Правда и блаженство - стр. 26
Но у любой эпохи свой срок.
Мертвого Сталина осудительно распекли за культ, вынесли в скрытных ночных потемках из мавзолея; имя Иосифа Виссарионовича повсюду затиралось, чтобы не сверкало ни лезвием палаческого топора, ни блеском геройских звезд гитлеровского победителя. Простые люди простили покойному вождю перегибы и кровавые прегрешения, признав за ним бесценный вклад в Победу, при этом не поминали позорные убийственные упущения июня, июля, августа… сорок первого года.
Теперь школьный букварь открывал портрет Никиты Хрущева. Никита Сергеевич не сыскал доверия масс, как народный заступник Ленин, или плебейского почитания масс, как жестокий грузинский упырь Сталин, потому и детки в тех букварях на манливо гладкой голове нового вождя подрисовывали рога, надгубье увенчивали буденновскими усами, а глазные райки раскрашивали наслюнявленным химическим карандашом, доводя глаза до невероятно ярких и больших пределов.
Новый генсек-председатель, переоблачась из кителя в светский костюм и шляпу с широкими полями (Череп вышучивал Хрущева: «Поля большие – хлеба нет»), – с рвением, между тем, взялся тянуть страну к рекордам, к лидерству, в грандиозности размаха пошел возводить не только ракетоносцы и танки, но и повсюду строить пятиэтажки, неизбежные коммуникации, бытовую отрасль, дороги, чтоб хотя бы впопыхах приблизиться к пресловутой Америке.
Чугунный увалень – дорожный каток, который несколько раз ночью пытались завести и угнать братья Жмыхи, утрамбовывал дымящийся асфальт и на улице несостоявшегося комиссара Иосифа Мопра, а на перекрестке улиц Мопра и Речной, где находилась школа, повесили первый на здешней вятской окраине светофор.
Этот первенец светофор провисел с неделю. Местная шпана как-то вечером устроила по мигающей мишени свирепую пальбу из рогаток. Светофор ослеп. Доконал его окончательно Толя Каравай (Караваев), половинкой кирпича сбил-таки с металлического троса светофор и долго шевырялся в его внутренностях, среди осколков разноцветных семафорных стекол. Но никакие то-ли караваи не могли справиться с нововведениями. Прогресс был не остановим, – прогресс страны, прогресс двадцатого века. Даже вздорные почины Никиты Хрущева не могли замедлить советского подъема. Толчок революции, сила преобразований, Победа и страсть к новой жизни были настолько сильны, что сам Сталин, а впоследствии Хрущев были скорее приставлены к органичному прогрессу и развитию страны, нежели вполне управляли им…

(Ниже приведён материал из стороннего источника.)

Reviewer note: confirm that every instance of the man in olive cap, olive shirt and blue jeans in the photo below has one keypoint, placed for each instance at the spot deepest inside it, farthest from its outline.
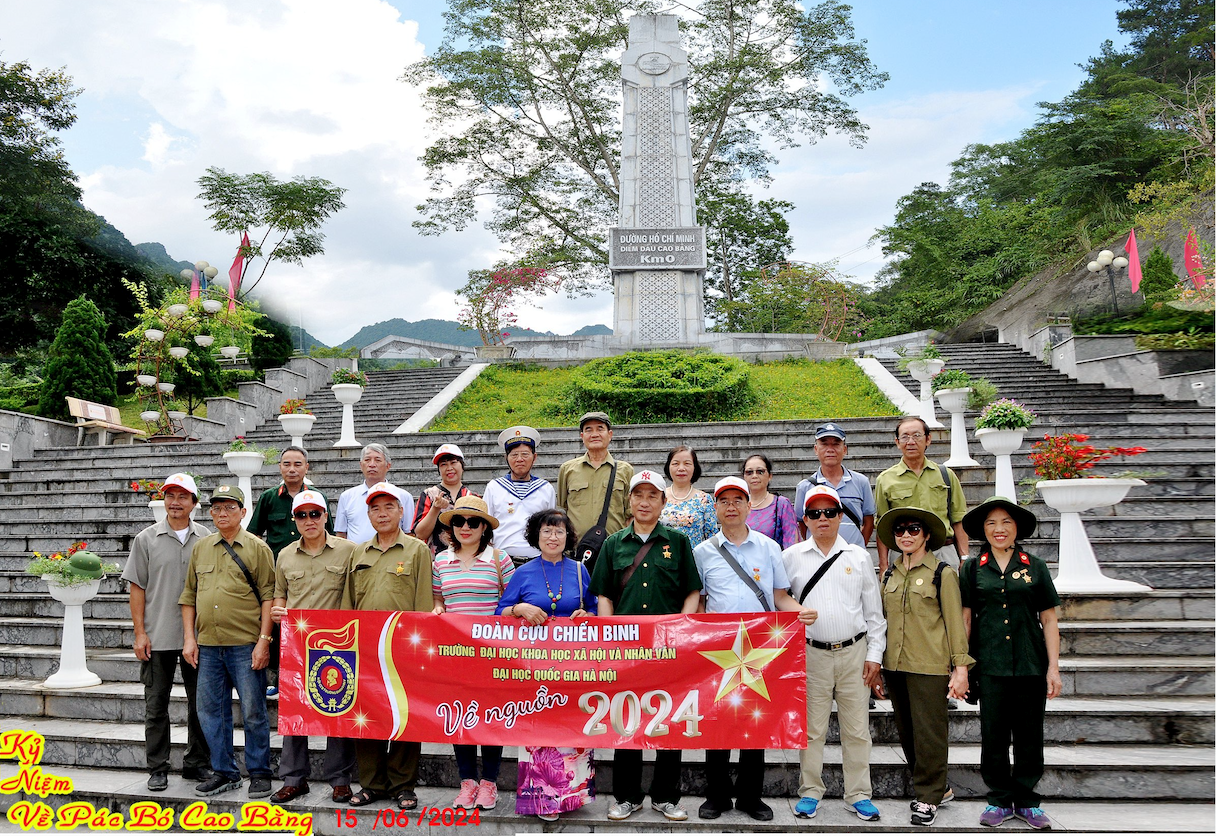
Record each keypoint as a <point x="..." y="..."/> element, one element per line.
<point x="226" y="615"/>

Выйдя на предельную власть, Никита Хрущев дал поблажку замороженной в страхе полупартийной и беспартийной интеллигенции. В столицах, в новаторской Москве и свободолюбивом Питере, гудели капустники, в ночных бдениях обсуждались сенсационные театральные постановки, в художественных мастерских собирались абстракционисты, высмехающие традиционалистов и мечтающие завоевать сердца зрителей и выставочные залы авангардом; в Политехническом музее Москвы молодые «поэты оттепели», как молодые петушата, жаждущие первых боев за курочек, жаждали славы, настропаленно выскакивали к микрофону, строили зверские лица и читали с завыванием, со стоном, с придыханиями свои вирши; в этом вое слушатель-зритель угадывал что-то гениальное, одаривал чтецов овациями; разболтанная пишущая братия в ресторане Центрального Дома литераторов с пьяными слюнями обмывала строчку, вычеркнутую цензором, и уверяла и себя и всю братию в величии этой строчки… Даже провинциальные вятские поэты пили не по таланту много, подражали завываниям столичных штучек, вязали на шею косынку в знак творческой избранности и отличия от толпы или отпускали бороды, одевались небрежно и находили себе слушательниц в залах клубов и библиотек, где читали им про такую любовь, которая способна озеленить Марс… Библиотекарша Людмила Вилорьевна тоже тянулась к современной экстравагантной поэзии и приглашала бородачей авторов почитать в библиотечной гостиной на Мопра белые стихи.